Agua para semiconductores y recursos hídricos de Taiwán: el embalse junto a la fábrica de obleas

La fabricación de chips requiere agua ultrapura, pero el agua de Taiwán no solo está en las tuberías de las fábricas; también está en los embalses, la lluvia, las sequías, el riego agrícola, el agua reciclada y la gestión local. Este artículo no reduce el consumo de agua de los semiconductores a un conflicto de “TSMC acapara agua”, sino que explica cómo los procesos avanzados enlazan la hidrología insular de Taiwán, la gobernanza pública, la infraestructura de agua reciclada y la cadena de suministro global, devolviendo la alta tecnología a los embalses, los campos y la confianza local.

Resumen en 30 segundos: El consumo de agua de los semiconductores no se resume en “TSMC consume mucha agua”. La fabricación de obleas necesita agua ultrapura, pero también implica agua reciclada, aguas residuales separadas y el sistema de suministro local. La ventaja de Taiwán en semiconductores reside, por tanto, no solo en salas limpias, sino también en embalses, lluvia, sequías, riego agrícola, plantas de agua reciclada y gobernanza local.

En la primavera de 2021, Taiwán enfrentó la sequía más grave de medio siglo.

Los campos dejaron de regarse, camiones cisterna entraron en el parque científico y los medios internacionales empezaron a colocar los niveles de los embalses de Taiwán junto a la oferta global de chips.1 En ese momento, la distancia entre la fábrica de obleas y el embalse se acortó de repente.

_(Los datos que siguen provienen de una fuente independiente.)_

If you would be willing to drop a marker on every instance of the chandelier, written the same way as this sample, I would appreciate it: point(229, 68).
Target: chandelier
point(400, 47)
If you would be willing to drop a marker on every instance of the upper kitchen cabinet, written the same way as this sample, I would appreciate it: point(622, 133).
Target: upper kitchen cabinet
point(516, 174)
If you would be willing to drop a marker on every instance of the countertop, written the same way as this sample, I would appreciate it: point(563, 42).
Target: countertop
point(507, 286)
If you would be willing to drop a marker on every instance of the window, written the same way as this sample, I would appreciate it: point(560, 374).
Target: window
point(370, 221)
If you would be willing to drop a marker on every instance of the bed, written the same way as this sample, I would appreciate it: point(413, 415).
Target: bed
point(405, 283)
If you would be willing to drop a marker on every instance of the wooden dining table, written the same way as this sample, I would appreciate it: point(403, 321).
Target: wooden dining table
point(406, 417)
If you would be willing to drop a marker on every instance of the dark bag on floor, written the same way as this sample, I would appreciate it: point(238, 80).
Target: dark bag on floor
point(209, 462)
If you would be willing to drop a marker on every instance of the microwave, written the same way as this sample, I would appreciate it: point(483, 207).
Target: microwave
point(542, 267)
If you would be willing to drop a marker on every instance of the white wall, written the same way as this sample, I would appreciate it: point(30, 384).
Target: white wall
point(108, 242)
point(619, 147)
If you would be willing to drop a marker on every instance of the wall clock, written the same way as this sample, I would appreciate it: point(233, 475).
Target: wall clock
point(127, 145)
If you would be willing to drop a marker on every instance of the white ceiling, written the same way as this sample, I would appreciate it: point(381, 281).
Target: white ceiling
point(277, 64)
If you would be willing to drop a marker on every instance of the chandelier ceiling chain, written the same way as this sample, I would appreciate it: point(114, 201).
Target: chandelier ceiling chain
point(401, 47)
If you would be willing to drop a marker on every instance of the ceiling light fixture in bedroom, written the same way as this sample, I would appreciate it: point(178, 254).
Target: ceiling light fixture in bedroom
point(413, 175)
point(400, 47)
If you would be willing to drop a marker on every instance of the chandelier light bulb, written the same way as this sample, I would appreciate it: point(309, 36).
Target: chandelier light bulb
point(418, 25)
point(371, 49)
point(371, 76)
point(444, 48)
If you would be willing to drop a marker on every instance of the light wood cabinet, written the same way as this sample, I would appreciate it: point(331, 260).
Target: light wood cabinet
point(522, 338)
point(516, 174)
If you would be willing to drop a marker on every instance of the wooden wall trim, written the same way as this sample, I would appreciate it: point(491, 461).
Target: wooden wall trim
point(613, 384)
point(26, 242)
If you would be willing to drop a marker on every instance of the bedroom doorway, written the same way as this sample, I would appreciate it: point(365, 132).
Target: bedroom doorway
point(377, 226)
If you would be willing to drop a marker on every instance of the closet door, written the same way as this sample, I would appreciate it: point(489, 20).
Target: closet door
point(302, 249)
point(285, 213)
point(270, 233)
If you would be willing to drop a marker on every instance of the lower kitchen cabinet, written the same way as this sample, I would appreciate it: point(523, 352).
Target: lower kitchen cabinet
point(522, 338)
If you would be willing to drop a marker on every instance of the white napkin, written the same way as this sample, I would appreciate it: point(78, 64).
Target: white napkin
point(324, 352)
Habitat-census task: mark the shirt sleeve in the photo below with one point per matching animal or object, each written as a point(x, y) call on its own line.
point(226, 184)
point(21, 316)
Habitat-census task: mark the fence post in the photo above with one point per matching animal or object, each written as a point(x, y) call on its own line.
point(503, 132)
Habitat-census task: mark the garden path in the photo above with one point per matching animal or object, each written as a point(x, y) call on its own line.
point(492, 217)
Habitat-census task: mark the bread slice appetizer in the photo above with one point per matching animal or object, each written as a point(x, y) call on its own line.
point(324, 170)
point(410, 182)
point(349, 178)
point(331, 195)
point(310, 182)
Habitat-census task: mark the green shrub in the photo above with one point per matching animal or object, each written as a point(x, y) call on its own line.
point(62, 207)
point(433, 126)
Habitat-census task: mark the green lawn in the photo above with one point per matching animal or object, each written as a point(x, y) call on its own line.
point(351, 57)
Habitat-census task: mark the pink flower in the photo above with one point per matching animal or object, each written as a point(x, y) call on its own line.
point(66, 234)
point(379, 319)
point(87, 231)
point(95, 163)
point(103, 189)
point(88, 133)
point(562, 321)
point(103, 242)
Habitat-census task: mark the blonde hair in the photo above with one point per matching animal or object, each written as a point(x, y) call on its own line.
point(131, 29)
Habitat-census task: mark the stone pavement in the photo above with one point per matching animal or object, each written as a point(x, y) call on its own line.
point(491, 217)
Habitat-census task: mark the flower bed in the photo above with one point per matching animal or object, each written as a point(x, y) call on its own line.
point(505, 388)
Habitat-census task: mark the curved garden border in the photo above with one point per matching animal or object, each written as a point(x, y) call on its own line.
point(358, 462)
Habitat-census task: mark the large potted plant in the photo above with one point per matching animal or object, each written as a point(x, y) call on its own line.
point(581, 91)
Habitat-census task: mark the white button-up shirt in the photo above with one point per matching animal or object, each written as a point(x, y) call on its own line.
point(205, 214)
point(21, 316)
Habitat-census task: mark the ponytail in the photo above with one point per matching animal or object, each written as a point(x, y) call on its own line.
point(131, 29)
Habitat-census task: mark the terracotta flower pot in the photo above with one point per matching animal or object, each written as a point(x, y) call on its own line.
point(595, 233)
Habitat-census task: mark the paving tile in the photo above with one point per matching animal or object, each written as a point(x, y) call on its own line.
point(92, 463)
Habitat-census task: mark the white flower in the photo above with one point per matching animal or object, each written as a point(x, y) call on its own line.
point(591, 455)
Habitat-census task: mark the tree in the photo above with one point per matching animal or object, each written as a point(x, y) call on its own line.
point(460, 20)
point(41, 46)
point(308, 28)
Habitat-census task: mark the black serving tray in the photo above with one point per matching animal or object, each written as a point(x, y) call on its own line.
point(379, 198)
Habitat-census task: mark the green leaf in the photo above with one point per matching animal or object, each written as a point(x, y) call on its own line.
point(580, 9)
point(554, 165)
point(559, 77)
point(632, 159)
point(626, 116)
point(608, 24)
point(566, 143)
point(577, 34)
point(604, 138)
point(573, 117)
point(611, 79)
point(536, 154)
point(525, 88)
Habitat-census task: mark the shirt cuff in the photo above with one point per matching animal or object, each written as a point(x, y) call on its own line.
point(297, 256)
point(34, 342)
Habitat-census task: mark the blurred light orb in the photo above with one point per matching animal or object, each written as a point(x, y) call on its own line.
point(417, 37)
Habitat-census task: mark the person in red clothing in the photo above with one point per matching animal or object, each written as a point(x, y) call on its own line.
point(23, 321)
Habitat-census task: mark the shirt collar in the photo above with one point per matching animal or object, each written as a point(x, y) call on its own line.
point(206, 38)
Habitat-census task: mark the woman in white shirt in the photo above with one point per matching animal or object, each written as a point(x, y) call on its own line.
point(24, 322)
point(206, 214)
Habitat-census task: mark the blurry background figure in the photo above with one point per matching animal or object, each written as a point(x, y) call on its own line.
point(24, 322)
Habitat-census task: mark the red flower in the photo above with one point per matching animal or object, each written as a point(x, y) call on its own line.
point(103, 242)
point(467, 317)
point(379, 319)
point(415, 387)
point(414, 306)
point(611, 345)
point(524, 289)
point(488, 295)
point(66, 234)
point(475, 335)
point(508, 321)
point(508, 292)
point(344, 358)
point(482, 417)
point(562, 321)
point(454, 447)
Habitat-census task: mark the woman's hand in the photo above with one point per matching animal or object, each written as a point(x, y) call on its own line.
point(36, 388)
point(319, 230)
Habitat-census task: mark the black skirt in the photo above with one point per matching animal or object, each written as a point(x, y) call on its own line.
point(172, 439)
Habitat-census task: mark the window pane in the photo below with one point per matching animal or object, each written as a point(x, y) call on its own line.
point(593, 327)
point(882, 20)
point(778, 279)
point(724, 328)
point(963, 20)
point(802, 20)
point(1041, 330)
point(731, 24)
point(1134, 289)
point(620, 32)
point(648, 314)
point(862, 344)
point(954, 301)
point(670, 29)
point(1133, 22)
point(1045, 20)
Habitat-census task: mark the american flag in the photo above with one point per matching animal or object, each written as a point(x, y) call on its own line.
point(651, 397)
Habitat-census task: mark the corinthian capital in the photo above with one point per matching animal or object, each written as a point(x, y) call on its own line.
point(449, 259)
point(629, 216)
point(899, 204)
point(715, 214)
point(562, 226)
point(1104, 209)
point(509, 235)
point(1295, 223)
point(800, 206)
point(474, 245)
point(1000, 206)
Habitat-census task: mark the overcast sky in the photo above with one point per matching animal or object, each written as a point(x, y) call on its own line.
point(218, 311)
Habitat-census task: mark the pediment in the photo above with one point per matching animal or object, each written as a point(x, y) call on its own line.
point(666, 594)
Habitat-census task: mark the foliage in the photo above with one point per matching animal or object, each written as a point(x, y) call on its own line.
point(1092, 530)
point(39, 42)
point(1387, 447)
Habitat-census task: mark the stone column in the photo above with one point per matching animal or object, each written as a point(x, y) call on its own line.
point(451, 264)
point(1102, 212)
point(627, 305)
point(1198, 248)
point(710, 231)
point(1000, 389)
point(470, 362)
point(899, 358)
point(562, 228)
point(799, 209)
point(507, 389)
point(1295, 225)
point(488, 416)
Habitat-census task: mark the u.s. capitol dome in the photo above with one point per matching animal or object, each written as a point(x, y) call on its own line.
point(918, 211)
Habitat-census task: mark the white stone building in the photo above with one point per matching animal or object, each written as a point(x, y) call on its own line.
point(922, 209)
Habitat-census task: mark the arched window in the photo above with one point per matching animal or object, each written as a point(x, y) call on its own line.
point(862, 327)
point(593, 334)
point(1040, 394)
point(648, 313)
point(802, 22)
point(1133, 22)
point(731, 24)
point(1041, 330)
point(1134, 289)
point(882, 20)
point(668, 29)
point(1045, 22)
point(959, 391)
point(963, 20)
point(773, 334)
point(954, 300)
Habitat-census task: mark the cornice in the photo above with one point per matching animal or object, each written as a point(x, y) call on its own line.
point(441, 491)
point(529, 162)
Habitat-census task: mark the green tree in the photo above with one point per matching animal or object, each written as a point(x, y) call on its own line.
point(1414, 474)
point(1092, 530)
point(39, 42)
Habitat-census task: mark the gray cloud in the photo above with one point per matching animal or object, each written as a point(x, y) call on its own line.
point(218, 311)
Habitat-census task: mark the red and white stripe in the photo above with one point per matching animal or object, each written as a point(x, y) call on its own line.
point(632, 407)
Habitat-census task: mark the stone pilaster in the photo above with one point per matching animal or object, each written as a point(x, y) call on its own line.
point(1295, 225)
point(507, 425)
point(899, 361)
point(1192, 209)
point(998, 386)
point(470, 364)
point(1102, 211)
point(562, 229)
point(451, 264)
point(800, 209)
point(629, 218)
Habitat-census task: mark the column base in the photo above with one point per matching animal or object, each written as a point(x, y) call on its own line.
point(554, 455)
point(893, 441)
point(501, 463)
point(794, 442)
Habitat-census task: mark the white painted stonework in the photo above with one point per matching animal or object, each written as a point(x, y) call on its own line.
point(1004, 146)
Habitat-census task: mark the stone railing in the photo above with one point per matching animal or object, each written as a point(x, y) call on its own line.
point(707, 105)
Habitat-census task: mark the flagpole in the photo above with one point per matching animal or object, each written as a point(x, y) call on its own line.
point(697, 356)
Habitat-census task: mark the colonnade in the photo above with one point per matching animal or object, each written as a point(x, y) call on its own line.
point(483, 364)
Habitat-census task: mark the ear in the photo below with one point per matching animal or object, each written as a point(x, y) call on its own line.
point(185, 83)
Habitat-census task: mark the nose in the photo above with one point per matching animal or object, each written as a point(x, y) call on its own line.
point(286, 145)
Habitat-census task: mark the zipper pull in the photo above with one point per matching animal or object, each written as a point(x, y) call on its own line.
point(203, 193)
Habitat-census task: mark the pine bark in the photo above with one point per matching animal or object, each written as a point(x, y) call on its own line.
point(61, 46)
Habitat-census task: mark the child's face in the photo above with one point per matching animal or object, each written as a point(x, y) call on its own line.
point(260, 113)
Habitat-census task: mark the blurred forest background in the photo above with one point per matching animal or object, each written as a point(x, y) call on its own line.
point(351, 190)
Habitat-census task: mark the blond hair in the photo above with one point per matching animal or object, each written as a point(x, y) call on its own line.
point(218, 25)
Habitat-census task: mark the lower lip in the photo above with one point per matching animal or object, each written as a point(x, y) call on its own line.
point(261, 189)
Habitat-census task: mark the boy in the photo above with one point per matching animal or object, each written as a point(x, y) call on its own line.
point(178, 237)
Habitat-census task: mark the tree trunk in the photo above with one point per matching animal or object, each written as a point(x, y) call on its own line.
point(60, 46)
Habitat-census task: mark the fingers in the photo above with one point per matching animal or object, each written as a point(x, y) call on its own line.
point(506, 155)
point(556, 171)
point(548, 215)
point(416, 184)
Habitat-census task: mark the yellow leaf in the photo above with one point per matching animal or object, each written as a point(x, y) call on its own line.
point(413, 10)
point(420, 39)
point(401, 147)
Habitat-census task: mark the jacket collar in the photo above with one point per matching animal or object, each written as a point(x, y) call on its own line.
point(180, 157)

Una fábrica de obleas parece estar lejos de un embalse. Está dentro del parque científico, con salas limpias, zona de luz amarilla, máquinas de exposición, tuberías químicas y ingenieros con trajes anti‑polvo completos. El embalse, en cambio, está en la montaña, conectado a tifones, la temporada de lluvias, ríos, campos y el suministro de agua doméstico. Pero en la industria de semiconductores ambos lugares están, de hecho, conectados por la misma tubería.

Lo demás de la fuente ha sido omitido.